Wat is de betekenis van Katijvig?

2024-04-20
Woordenboek van Populair Taalgebruik

Marc De Coster (2020-2024)

katijvig

(17e eeuw) (Barg.) ellendig, ongelukkig, beroerd, armzalig. 'Wat een katijvig leven.' • Dit [is] mijn troost in mijn katijvig leven: dijn woord heeft mij we'er levendig gemaakt. (De Psalmen des Propheeten Davids, in't Hebreeuz genaamd het lof-bouk: bij den propheet verdeeld in vijf bouken. 1624) • O katijvig mensch! van elk verfoeyt,...

2024-04-20
De vreemde woorden

Fokko Bos, Dr. O. Noordenbos (1955)

Katijvig

(Barg.) ellendig, ongelukkig.

2024-04-20
Groot woordenboek der Nederlandse taal

Van Dale Uitgevers (1950)

Katijvig

bn. bw. (-er, -st), (veroud., gew., meest Zuidn.) 1. rampspoedig, vol tegenspoed, ellendig, ongelukkig, armzalig; 2. kouwelijk; 3. ziekelijk, zwak.

2024-04-20
Woordenboek voor praktische kennis

Dr. L.M. Metz (1937)

Katijvig

Ziekelijk, sukkelend, krukkerig. (Fr.: chétif). Nietig. Ons katijvig bestaan. Ons katijvig leven. Van gewassen : schraal, armoedig.Van het weer: guur. In Gelderland spreekt men van een katijvige (katlijvige) koe bij verzakking van de scheede.
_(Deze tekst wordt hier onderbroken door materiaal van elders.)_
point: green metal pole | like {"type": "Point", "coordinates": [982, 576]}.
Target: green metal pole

Katlijvigheid is een koopvernietigend gebrek, Omdat men het alleen waarneemt, wanneer het dier ligt...

2024-04-20
De vreemde woorden

Fokko Bos (1914)

katijvig

katijvig - (argot) ellendig, ongelukkig.

2024-04-20
Groot woordenboek der Nederlandsche taal

J.H. van Dale (1898)

Katijvig

bn. bw. (-er, -st), rampspoedig, vol tegenspoed, ellendig, ongelukkig; (gew.) kouwelijk. KATIJVIGIIEID, v. tegenspoed, geringheid; nietigheid; (gew.) kouwelijkheid.

2024-04-20
Nieuw woordenboek der Nederlandsche taal

I.M. Calisch (1864)

Katijvig

Katijvig, bn. en bijw. ramspoedig, vol tegenspoed. *-HEID, v. tegenspoed, geringheid, nietigheid.